Search code examples
gremlintinkerpopamazon-neptune

Gremlin query with variable edge depth without using Union


I'm trying to put together a Gremlin query that returns results for 1 to n depth of a certain edge type - without having to resort to using multiple queries stitched together with .union().

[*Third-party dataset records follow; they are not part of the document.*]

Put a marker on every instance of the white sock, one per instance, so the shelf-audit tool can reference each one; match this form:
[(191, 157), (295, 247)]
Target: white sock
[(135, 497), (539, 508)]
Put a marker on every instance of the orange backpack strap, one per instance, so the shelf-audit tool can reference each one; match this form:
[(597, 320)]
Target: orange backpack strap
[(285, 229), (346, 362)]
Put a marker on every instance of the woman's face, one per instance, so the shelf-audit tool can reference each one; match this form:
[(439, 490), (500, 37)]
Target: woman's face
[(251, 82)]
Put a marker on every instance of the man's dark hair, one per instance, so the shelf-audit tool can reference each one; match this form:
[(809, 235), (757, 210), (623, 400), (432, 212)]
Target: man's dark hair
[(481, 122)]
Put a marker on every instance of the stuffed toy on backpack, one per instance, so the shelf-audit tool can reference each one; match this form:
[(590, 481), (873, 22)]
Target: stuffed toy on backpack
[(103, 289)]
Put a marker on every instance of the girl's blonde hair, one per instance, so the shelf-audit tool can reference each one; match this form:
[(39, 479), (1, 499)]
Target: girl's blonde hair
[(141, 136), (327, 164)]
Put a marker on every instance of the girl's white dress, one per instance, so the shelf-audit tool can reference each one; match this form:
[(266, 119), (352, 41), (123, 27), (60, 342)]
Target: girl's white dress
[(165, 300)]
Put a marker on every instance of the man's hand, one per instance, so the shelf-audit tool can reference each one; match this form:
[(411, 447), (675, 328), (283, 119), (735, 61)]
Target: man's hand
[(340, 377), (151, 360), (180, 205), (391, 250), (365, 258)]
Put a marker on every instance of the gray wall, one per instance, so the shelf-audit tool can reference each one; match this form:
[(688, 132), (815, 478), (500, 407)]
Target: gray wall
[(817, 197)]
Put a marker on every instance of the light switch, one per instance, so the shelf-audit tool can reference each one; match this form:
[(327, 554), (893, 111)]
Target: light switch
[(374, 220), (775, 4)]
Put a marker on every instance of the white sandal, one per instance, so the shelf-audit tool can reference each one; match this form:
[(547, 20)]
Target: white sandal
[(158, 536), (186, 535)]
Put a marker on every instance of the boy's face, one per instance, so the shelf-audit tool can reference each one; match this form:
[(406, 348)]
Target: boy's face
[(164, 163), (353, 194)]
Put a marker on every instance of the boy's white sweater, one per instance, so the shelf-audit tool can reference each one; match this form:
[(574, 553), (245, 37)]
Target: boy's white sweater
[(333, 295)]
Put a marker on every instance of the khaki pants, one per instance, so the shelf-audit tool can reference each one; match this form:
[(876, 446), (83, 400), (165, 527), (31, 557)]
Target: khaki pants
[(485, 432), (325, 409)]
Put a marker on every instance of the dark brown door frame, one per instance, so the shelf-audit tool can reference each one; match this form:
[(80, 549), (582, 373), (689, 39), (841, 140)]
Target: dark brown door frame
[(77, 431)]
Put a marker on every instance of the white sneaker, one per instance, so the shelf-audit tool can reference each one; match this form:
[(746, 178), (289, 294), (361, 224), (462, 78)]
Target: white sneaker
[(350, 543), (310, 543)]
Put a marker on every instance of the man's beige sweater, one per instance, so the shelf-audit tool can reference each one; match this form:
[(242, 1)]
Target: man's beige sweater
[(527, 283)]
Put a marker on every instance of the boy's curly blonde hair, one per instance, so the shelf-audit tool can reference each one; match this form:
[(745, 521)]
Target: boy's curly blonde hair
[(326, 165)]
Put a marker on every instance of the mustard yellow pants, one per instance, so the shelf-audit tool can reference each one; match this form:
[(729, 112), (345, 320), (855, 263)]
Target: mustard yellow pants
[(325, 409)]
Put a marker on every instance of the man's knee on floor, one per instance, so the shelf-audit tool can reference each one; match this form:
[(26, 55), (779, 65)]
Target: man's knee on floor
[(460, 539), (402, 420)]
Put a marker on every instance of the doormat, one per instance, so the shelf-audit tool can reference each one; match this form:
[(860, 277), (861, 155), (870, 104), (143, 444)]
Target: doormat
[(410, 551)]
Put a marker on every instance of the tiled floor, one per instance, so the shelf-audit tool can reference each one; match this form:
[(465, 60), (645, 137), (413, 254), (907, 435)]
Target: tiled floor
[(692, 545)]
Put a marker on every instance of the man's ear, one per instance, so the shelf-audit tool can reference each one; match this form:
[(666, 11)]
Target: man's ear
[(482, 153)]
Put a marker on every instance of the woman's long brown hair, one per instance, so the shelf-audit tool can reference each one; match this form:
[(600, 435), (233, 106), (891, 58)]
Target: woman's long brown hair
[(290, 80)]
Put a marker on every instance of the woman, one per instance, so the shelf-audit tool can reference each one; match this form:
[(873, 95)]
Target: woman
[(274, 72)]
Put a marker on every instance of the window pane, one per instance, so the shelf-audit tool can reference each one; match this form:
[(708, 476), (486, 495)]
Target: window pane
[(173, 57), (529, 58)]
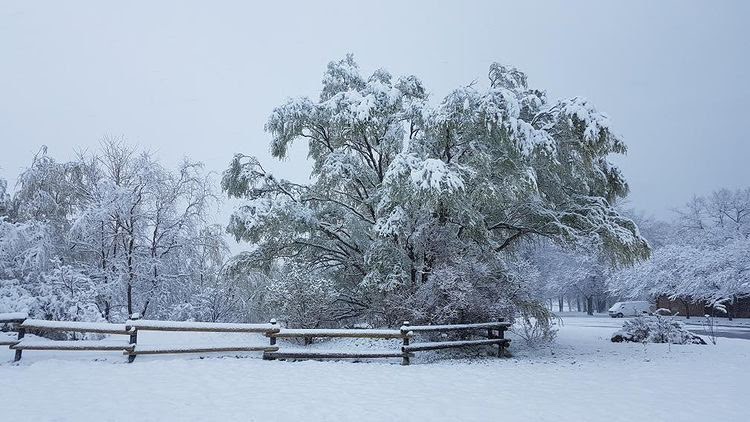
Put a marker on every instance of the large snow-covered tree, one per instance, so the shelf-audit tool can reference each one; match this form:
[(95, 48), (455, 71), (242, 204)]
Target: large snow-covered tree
[(415, 209)]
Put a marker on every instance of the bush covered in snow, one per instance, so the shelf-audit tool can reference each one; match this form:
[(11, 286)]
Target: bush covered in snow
[(656, 329)]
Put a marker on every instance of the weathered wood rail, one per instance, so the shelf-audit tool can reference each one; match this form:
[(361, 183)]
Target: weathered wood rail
[(130, 347)]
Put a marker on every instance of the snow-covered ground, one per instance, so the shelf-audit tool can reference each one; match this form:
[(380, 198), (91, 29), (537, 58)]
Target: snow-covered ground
[(583, 376)]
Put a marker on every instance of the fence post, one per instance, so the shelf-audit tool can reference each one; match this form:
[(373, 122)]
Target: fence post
[(272, 340), (21, 334), (405, 354), (133, 336), (500, 334)]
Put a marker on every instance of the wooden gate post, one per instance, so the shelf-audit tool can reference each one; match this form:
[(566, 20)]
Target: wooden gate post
[(133, 337), (500, 334), (21, 334), (405, 354), (272, 340)]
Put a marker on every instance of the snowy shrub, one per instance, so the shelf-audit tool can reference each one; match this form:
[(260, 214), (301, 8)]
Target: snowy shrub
[(656, 329), (534, 324), (302, 299), (16, 298)]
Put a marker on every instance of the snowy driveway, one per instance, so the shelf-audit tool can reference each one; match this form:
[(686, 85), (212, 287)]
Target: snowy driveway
[(737, 329)]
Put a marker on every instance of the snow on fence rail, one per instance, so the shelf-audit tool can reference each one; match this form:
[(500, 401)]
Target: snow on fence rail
[(131, 348)]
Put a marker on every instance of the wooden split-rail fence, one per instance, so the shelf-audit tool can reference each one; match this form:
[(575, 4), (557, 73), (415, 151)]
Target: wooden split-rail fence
[(490, 333)]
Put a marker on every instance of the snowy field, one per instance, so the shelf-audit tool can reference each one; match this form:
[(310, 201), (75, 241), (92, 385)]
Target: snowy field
[(582, 377)]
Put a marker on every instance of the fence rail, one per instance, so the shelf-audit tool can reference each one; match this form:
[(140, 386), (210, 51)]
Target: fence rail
[(272, 330)]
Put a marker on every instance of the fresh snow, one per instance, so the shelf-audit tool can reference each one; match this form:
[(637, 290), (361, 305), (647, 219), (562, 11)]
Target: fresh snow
[(144, 324), (582, 376), (12, 316), (77, 326)]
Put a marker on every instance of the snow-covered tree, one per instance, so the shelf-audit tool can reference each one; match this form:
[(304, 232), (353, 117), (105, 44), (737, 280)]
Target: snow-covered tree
[(113, 231), (415, 209), (705, 257)]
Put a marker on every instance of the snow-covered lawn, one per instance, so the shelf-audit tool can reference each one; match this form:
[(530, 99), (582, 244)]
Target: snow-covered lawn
[(582, 377)]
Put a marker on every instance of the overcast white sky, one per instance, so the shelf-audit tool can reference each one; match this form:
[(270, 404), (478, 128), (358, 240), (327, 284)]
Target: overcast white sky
[(199, 79)]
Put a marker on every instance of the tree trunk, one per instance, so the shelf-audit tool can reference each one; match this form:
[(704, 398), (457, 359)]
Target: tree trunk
[(687, 308)]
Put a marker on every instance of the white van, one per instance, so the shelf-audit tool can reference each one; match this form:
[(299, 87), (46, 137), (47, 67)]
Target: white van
[(636, 308)]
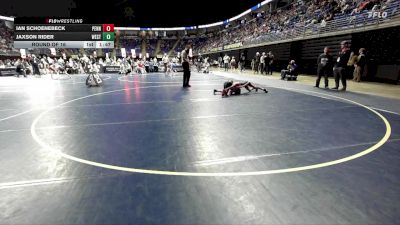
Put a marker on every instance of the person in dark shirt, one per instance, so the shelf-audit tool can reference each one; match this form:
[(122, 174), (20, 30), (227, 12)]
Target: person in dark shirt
[(256, 62), (325, 65), (341, 64), (242, 61), (185, 65), (360, 65), (290, 72), (199, 62)]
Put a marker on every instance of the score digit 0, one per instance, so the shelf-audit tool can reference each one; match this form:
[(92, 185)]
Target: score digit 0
[(108, 36), (108, 27)]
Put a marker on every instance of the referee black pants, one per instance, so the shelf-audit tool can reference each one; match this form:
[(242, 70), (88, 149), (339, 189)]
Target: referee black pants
[(186, 74)]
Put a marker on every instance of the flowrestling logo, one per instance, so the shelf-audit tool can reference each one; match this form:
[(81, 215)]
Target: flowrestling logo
[(375, 14)]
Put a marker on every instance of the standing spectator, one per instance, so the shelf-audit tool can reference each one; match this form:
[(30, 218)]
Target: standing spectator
[(185, 65), (199, 62), (291, 70), (226, 62), (341, 63), (220, 61), (242, 61), (351, 63), (233, 63), (360, 65), (261, 66), (256, 62), (270, 63), (325, 66), (165, 62)]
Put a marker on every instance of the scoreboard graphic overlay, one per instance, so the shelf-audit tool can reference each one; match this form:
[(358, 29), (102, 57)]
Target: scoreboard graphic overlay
[(62, 33)]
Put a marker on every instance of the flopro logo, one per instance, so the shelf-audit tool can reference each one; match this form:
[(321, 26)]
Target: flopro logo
[(377, 15)]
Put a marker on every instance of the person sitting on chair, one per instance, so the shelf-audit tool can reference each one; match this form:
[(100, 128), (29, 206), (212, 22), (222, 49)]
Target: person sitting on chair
[(291, 72), (233, 88)]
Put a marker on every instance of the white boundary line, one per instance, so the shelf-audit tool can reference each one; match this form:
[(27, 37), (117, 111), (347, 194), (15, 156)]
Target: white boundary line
[(212, 174)]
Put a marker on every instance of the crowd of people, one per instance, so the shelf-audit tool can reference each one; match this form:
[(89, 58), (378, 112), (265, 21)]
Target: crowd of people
[(285, 19), (6, 39)]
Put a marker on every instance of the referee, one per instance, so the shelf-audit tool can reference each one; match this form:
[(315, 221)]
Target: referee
[(185, 66)]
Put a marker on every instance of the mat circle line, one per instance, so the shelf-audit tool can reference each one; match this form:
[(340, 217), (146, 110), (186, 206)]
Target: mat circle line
[(212, 174)]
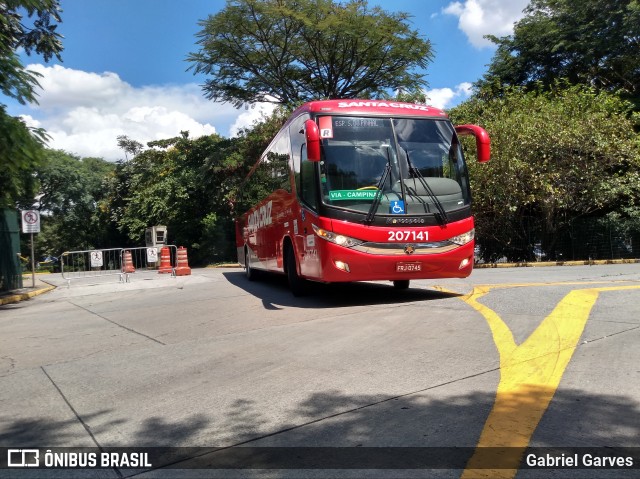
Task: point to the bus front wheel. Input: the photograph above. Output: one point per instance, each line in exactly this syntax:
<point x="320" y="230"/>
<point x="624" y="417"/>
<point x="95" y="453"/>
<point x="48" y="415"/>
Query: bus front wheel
<point x="296" y="283"/>
<point x="401" y="284"/>
<point x="249" y="272"/>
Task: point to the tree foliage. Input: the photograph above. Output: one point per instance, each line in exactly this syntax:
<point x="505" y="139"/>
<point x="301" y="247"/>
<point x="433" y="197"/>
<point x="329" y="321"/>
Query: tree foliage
<point x="40" y="37"/>
<point x="72" y="202"/>
<point x="292" y="51"/>
<point x="20" y="146"/>
<point x="189" y="185"/>
<point x="588" y="42"/>
<point x="557" y="156"/>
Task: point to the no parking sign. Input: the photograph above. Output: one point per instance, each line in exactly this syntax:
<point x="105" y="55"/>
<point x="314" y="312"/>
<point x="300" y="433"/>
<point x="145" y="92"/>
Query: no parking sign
<point x="31" y="221"/>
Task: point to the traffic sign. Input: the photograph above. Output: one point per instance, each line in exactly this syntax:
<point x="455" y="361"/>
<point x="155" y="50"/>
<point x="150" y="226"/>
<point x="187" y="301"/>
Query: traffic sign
<point x="96" y="259"/>
<point x="31" y="221"/>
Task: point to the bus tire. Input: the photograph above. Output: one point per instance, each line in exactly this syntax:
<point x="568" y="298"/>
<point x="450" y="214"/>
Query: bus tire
<point x="249" y="272"/>
<point x="297" y="285"/>
<point x="401" y="284"/>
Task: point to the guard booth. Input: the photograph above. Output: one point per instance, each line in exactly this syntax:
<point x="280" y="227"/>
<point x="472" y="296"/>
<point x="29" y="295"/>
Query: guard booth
<point x="10" y="268"/>
<point x="156" y="236"/>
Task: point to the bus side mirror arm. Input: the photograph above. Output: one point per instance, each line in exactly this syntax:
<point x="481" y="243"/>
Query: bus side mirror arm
<point x="483" y="142"/>
<point x="312" y="136"/>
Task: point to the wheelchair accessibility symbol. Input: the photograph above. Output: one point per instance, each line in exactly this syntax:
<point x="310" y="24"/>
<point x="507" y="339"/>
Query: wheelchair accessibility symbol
<point x="396" y="207"/>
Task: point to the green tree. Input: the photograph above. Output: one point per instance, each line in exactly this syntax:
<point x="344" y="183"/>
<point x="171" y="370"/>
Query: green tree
<point x="20" y="146"/>
<point x="191" y="186"/>
<point x="557" y="156"/>
<point x="72" y="202"/>
<point x="589" y="42"/>
<point x="292" y="51"/>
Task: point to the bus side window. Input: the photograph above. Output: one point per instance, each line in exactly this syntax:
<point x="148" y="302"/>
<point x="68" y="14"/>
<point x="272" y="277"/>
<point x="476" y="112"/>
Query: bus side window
<point x="308" y="180"/>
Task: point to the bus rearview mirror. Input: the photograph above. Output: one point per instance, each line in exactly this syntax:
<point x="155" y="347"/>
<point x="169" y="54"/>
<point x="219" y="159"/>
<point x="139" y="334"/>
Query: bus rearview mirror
<point x="483" y="142"/>
<point x="312" y="135"/>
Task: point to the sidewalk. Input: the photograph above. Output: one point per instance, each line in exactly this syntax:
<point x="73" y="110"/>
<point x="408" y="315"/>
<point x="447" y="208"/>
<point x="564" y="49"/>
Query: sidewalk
<point x="16" y="295"/>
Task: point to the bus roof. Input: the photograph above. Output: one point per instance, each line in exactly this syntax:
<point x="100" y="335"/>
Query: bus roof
<point x="370" y="107"/>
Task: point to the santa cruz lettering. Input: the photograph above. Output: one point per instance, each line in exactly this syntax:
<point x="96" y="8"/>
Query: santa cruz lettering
<point x="260" y="217"/>
<point x="383" y="104"/>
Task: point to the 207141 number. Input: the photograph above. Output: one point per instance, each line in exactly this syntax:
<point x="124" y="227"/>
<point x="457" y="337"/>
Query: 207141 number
<point x="408" y="235"/>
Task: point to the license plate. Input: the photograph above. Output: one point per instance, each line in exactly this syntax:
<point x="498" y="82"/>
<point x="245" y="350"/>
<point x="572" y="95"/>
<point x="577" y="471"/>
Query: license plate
<point x="408" y="267"/>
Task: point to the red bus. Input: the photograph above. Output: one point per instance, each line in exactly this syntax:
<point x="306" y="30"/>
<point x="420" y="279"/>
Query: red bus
<point x="361" y="190"/>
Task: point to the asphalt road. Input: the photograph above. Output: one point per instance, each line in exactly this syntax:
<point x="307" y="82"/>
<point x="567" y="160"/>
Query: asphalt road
<point x="545" y="357"/>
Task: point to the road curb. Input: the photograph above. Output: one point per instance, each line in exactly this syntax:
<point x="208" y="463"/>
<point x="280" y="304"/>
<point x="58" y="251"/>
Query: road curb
<point x="556" y="263"/>
<point x="15" y="298"/>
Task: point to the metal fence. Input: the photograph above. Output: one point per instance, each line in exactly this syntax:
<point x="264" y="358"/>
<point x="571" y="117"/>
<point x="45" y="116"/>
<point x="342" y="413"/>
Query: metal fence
<point x="121" y="262"/>
<point x="581" y="240"/>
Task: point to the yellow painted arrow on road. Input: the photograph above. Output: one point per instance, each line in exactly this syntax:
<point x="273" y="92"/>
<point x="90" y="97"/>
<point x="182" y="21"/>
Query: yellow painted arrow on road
<point x="529" y="373"/>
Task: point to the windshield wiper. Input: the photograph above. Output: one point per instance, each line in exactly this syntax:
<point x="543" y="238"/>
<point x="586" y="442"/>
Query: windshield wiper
<point x="441" y="215"/>
<point x="376" y="201"/>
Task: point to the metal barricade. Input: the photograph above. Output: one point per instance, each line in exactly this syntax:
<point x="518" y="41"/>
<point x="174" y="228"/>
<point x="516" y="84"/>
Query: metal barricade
<point x="122" y="262"/>
<point x="91" y="264"/>
<point x="149" y="260"/>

I have some test data that simulates the structure of sales offices and people that work in them, including who manages which offices and which offices "roll up" under the jurisdiction of which higher level offices. The following screen shot (from Neo4j, actually) shows a subset of the graph that I'm going to reference.

Graph of sample data

The graph can be created with the following:

g.
addV('Office').as('O_111').property('code','111').
addV('Office').as('O_356').property('code','356').
addV('Office').as('O_279').property('code','279').
addV('Office').as('O_KC5').property('code','KC5').
addE('MERGES_INTO').from('O_356').to('O_111').
addE('MERGES_INTO').from('O_279').to('O_356').
addE('MERGES_INTO').from('O_KC5').to('O_279').
addV('Person').as('Bob').property('name','Bob').
  addE('MANAGES').from('Bob').to('O_111').addE('WORKS_WITH').from('Bob').to('O_111').
addV('Person').as('Michael').property('name','Michael').addE('WORKS_WITH').from('Michael').to('O_111').
addV('Person').as('John').property('name','John').addE('WORKS_WITH').from('John').to('O_111').
addV('Person').as('Rich').property('name','Rich').addE('WORKS_WITH').from('Rich').to('O_111').
addV('Person').as('Matt').property('name','Matt').
  addE('WORKS_WITH').from('Matt').to('O_279').addE('MANAGES').from('Matt').to('O_279').
addV('Person').as('Judy').property('name','Judy').addE('WORKS_WITH').from('Judy').to('O_279').
addV('Person').as('Joe').property('name','Joe'). addE('WORKS_WITH').from('Joe').to('O_279').
addV('Person').as('Ben').property('name','Ben').addE('WORKS_WITH').from('Ben').to('O_279').
addV('Person').as('Ron').property('name','Ron').addE('WORKS_WITH').from('Ron').to('O_KC5').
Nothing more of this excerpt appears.